To discover the châteaux of the Loire

Our hotel near Amboise invites you to discover the treasures of this stunning town. Although it is most famous for its two main monuments - the Château Royal and Clos Lucé - Amboise is home to many other remarkable buildings. 

On a stroll through the quiet streets of this charming city, stop to admire the handsome, half-timbered houses, the clock tower, above an old city gate, and Saint-Florentin church. This church was built on the orders of Louis XI who, fearful of disease, provided parishioners with another church so they wouldn’t have to worship in the château.
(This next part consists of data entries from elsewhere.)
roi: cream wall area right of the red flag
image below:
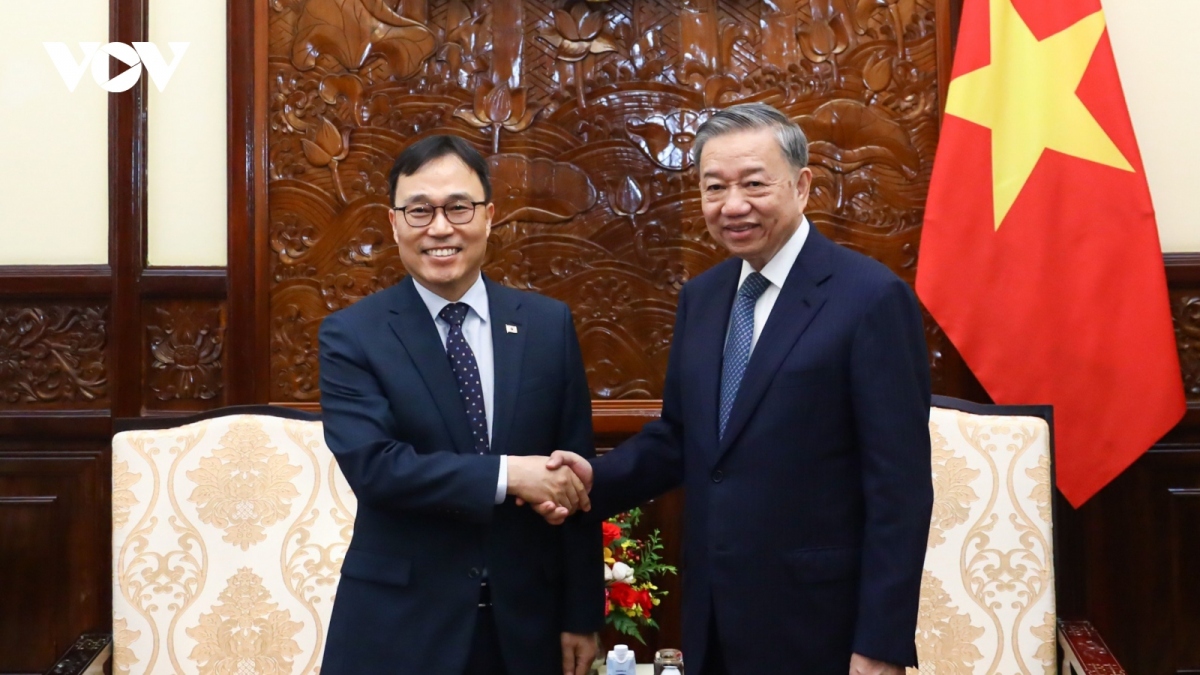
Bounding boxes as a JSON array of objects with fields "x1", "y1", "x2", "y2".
[{"x1": 1104, "y1": 0, "x2": 1200, "y2": 252}]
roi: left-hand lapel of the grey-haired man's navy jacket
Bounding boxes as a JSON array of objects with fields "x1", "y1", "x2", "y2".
[{"x1": 688, "y1": 258, "x2": 742, "y2": 454}]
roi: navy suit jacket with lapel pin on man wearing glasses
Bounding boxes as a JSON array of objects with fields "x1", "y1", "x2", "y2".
[{"x1": 320, "y1": 277, "x2": 604, "y2": 675}]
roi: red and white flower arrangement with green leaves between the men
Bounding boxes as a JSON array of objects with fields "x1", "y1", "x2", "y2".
[{"x1": 602, "y1": 508, "x2": 676, "y2": 645}]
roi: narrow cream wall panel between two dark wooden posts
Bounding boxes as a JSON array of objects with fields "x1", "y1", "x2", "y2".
[{"x1": 145, "y1": 0, "x2": 228, "y2": 267}]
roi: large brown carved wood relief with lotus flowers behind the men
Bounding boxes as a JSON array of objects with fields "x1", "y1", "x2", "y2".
[{"x1": 268, "y1": 0, "x2": 947, "y2": 401}]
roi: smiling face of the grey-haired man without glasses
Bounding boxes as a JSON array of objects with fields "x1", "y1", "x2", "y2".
[{"x1": 700, "y1": 129, "x2": 812, "y2": 270}]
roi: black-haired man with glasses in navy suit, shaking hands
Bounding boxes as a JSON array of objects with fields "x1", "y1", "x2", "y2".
[{"x1": 320, "y1": 136, "x2": 604, "y2": 675}]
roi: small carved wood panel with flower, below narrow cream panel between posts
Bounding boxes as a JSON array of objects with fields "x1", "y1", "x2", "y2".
[{"x1": 144, "y1": 300, "x2": 226, "y2": 407}]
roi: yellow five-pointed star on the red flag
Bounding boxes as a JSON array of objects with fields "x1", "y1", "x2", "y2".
[{"x1": 946, "y1": 0, "x2": 1133, "y2": 229}]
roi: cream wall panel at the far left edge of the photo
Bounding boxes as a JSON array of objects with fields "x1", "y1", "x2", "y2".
[{"x1": 0, "y1": 0, "x2": 108, "y2": 264}]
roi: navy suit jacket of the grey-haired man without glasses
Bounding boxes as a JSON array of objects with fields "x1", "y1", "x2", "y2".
[{"x1": 592, "y1": 228, "x2": 934, "y2": 675}]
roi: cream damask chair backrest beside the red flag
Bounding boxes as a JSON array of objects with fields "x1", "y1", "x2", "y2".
[{"x1": 910, "y1": 398, "x2": 1056, "y2": 674}]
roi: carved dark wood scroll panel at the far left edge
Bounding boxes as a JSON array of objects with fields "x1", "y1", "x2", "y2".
[{"x1": 0, "y1": 305, "x2": 108, "y2": 410}]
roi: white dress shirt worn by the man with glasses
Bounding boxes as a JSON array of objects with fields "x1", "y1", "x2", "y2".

You should also visit the Fontaine au Grand Génie, one of the rare works of Max Ernst, which can be found on Quai du Mail. Then, head to the grounds of the old Château de Chanteloup, a few minutes from the old town centre. While the château was entirely demolished in the 14th century, its park is still home to a surprising monument: Chanteloup Pagoda. Built between 1775 and 1778 for the Duke of Choiseul, and 44 m high, it is an edifice inspired by Oriental architecture, but decorated in typical Louis XVI style!

The Château Royal

The Château d'Amboise was where the royal children were born and brought up in the 15th and 16th centuries. It owes much of its reputation to Charles VIII, who transformed the old medieval fortress into a superb Gothic palace. Visitors will be astonished by the two massive towers that he had built so that coaches could reach the terraces, 40 m high. Make sure you stop by the gardens too. These overlook the Loire and enjoy one of the most beautiful panoramic views in Val de Loire.

Clos Lucé

Clos Lucé was the last home of Leonardo da Vinci. It is a pink brick and white stone manor which has remained practically untouched since the Renaissance. Today it presents the life and works of the painter of the Mona Lisa: 3D models and animations of his inventions, giant machines, reproductions of his paintings or drawings... Visit the artist’s room, workshop and the great Renaissance hall where he received guests.